The complexity of the problem may be largely accounted for by the fact that the border-line between free or variable word-groups and phraseological units is not clearly defined. The so-called free word-groups are only relatively free as collocability of their member-words is fundamentally delimited by their lexical and grammatical valency which makes at least some of them very close to set-phrases. Phraseological units are comparatively stable and semantically inseparable. Between the extremes of complete motivation and variability of member-words on the one hand and lack of motivation combined with complete stability of the lexical components and grammatical structure on the other hand there are innumerable border-line cases.

However, the existing terms, e.g. set-phrases, idioms, word-equivalents, reflect to a certain extent the main debatable issues of phraseology which centre on the divergent views concerning the nature and essential features of phraseological units as distinguished from the so-called free word-groups. The term set-phrase implies that the basic criterion of differentiation is stability of the lexical components and grammatical structure of word-groups. The term idioms generally implies that the essential feature of the linguistic units under consideration is idiomaticity or lack of motivation. This term habitually used by English and American linguists is very often treated as synonymous with the term phraseological unit universally accepted in our country. The term word-equivalent stresses not only the semantic but also the functional inseparability of certain word-groups and their aptness to function in speech as single words.

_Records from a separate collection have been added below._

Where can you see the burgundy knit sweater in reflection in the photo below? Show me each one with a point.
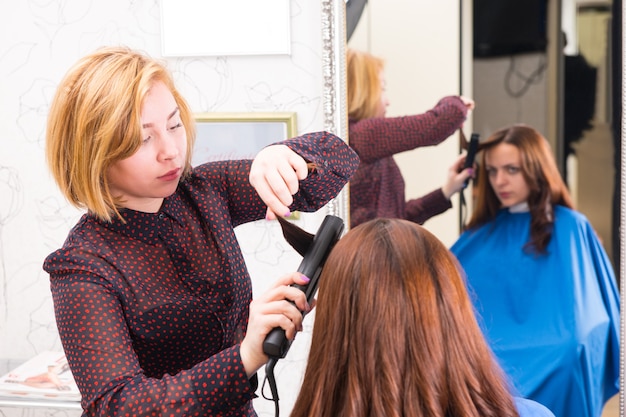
(377, 189)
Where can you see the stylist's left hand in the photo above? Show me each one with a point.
(275, 174)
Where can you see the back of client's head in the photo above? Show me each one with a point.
(395, 333)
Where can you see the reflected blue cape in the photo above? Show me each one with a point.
(552, 320)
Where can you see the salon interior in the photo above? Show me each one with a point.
(429, 52)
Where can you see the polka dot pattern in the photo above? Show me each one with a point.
(151, 311)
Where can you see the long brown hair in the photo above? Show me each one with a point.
(541, 174)
(364, 84)
(395, 333)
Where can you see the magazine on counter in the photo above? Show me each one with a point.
(45, 376)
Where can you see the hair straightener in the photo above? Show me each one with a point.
(472, 148)
(314, 249)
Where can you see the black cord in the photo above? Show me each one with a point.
(533, 78)
(271, 380)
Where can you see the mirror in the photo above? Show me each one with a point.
(530, 93)
(35, 219)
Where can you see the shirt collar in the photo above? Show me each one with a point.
(145, 226)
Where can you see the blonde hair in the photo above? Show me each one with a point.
(364, 84)
(94, 122)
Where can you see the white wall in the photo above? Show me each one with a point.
(420, 43)
(39, 42)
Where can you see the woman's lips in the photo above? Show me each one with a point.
(170, 175)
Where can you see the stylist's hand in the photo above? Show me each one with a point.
(456, 180)
(275, 174)
(273, 310)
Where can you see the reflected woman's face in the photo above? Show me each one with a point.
(384, 100)
(503, 164)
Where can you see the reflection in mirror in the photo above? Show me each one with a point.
(534, 86)
(415, 85)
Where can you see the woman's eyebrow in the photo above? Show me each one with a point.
(172, 114)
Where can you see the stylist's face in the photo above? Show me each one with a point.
(503, 164)
(152, 173)
(384, 100)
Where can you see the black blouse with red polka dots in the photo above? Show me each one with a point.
(150, 311)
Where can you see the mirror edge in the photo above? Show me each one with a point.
(622, 218)
(335, 86)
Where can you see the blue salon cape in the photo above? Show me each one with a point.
(551, 320)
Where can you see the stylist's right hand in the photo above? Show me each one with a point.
(271, 310)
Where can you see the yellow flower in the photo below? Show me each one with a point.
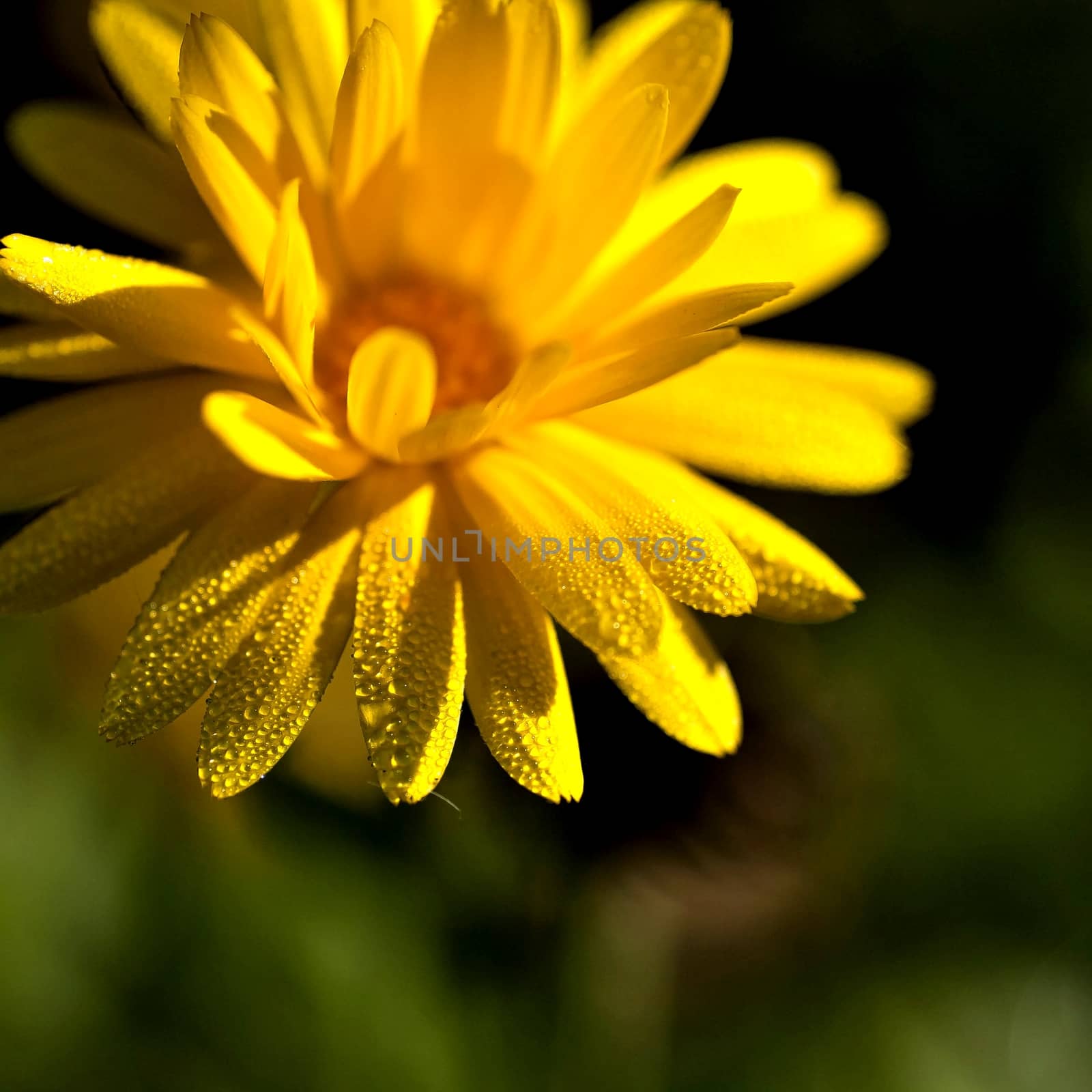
(463, 289)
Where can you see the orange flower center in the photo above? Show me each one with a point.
(475, 358)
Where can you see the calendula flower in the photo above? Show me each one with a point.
(436, 278)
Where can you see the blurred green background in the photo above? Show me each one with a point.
(888, 888)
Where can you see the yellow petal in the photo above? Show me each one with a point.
(587, 192)
(410, 642)
(897, 388)
(533, 519)
(218, 66)
(291, 287)
(391, 389)
(516, 682)
(462, 87)
(109, 169)
(55, 447)
(106, 529)
(649, 504)
(771, 431)
(534, 70)
(591, 384)
(686, 316)
(152, 308)
(309, 45)
(140, 47)
(682, 686)
(816, 250)
(205, 604)
(684, 46)
(235, 189)
(66, 353)
(617, 291)
(796, 581)
(371, 112)
(276, 442)
(453, 431)
(265, 696)
(410, 21)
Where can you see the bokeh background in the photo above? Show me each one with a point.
(888, 888)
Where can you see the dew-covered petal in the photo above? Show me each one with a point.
(796, 581)
(649, 502)
(59, 351)
(682, 45)
(309, 45)
(235, 186)
(205, 604)
(516, 682)
(897, 388)
(770, 431)
(140, 48)
(55, 447)
(153, 308)
(107, 528)
(274, 442)
(684, 686)
(607, 604)
(592, 382)
(616, 291)
(391, 389)
(291, 289)
(113, 171)
(534, 70)
(584, 197)
(686, 316)
(410, 640)
(265, 696)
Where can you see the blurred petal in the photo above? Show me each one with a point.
(205, 604)
(309, 44)
(274, 442)
(771, 431)
(265, 696)
(371, 112)
(682, 45)
(140, 47)
(391, 389)
(107, 528)
(796, 581)
(646, 498)
(609, 605)
(65, 444)
(516, 682)
(409, 651)
(684, 686)
(153, 308)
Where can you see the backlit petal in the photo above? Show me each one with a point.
(205, 604)
(516, 682)
(607, 604)
(649, 502)
(104, 530)
(684, 686)
(265, 696)
(410, 642)
(53, 448)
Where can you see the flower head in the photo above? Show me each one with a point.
(445, 322)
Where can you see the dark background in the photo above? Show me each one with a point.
(887, 889)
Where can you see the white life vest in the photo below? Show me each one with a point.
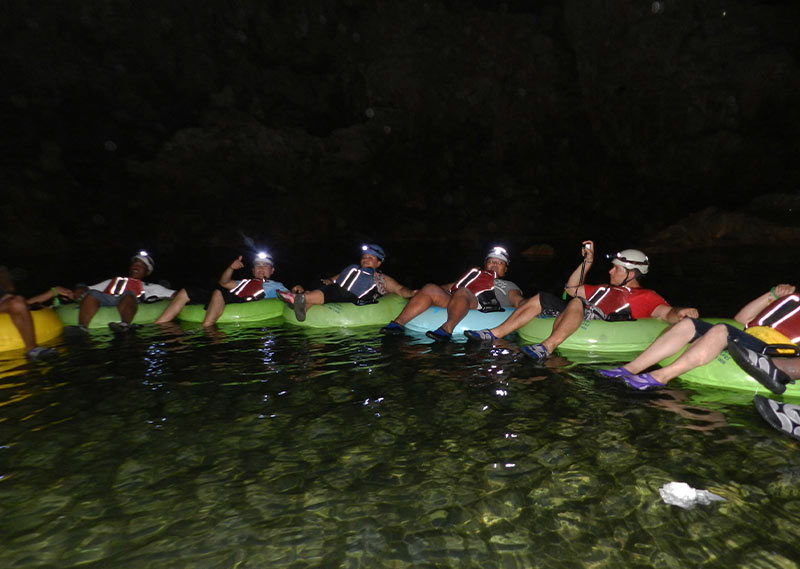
(120, 285)
(249, 289)
(782, 315)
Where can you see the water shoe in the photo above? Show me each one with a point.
(480, 335)
(393, 329)
(614, 373)
(39, 353)
(536, 351)
(439, 335)
(759, 367)
(642, 382)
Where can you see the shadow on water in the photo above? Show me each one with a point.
(274, 446)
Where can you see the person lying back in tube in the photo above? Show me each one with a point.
(479, 288)
(623, 298)
(359, 284)
(228, 291)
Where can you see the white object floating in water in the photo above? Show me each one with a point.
(683, 495)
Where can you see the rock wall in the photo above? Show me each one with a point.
(178, 122)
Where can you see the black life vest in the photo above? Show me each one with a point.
(609, 303)
(481, 283)
(120, 285)
(359, 281)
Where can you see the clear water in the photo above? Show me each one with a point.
(276, 447)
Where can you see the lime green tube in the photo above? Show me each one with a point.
(146, 314)
(348, 315)
(598, 336)
(239, 313)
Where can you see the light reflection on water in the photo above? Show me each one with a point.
(277, 447)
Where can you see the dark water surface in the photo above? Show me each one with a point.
(278, 447)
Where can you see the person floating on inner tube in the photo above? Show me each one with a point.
(772, 326)
(622, 299)
(229, 291)
(360, 284)
(17, 309)
(484, 289)
(123, 292)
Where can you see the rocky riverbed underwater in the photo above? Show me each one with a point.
(276, 446)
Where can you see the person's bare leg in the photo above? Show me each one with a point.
(17, 309)
(174, 307)
(699, 353)
(216, 306)
(428, 295)
(314, 297)
(667, 344)
(523, 314)
(88, 308)
(460, 302)
(565, 325)
(127, 308)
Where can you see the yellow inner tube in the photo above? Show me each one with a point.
(46, 325)
(770, 336)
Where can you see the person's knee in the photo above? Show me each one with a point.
(16, 304)
(717, 332)
(429, 289)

Thus differences in terminology reflect certain differences in the main criteria used to distinguish between free word-groups and a specific type of linguistic units generally known as phraseology. These criteria and the ensuing classification are briefly discussed below.


3. As can be inferred from the above discussion, the functional approach does not discard idiomaticity as the main feature distinguishing phraseological units from free word-groups, but seeks to establish formal criteria of idiomaticity by analysing the syntactic function of phraseological units in speech.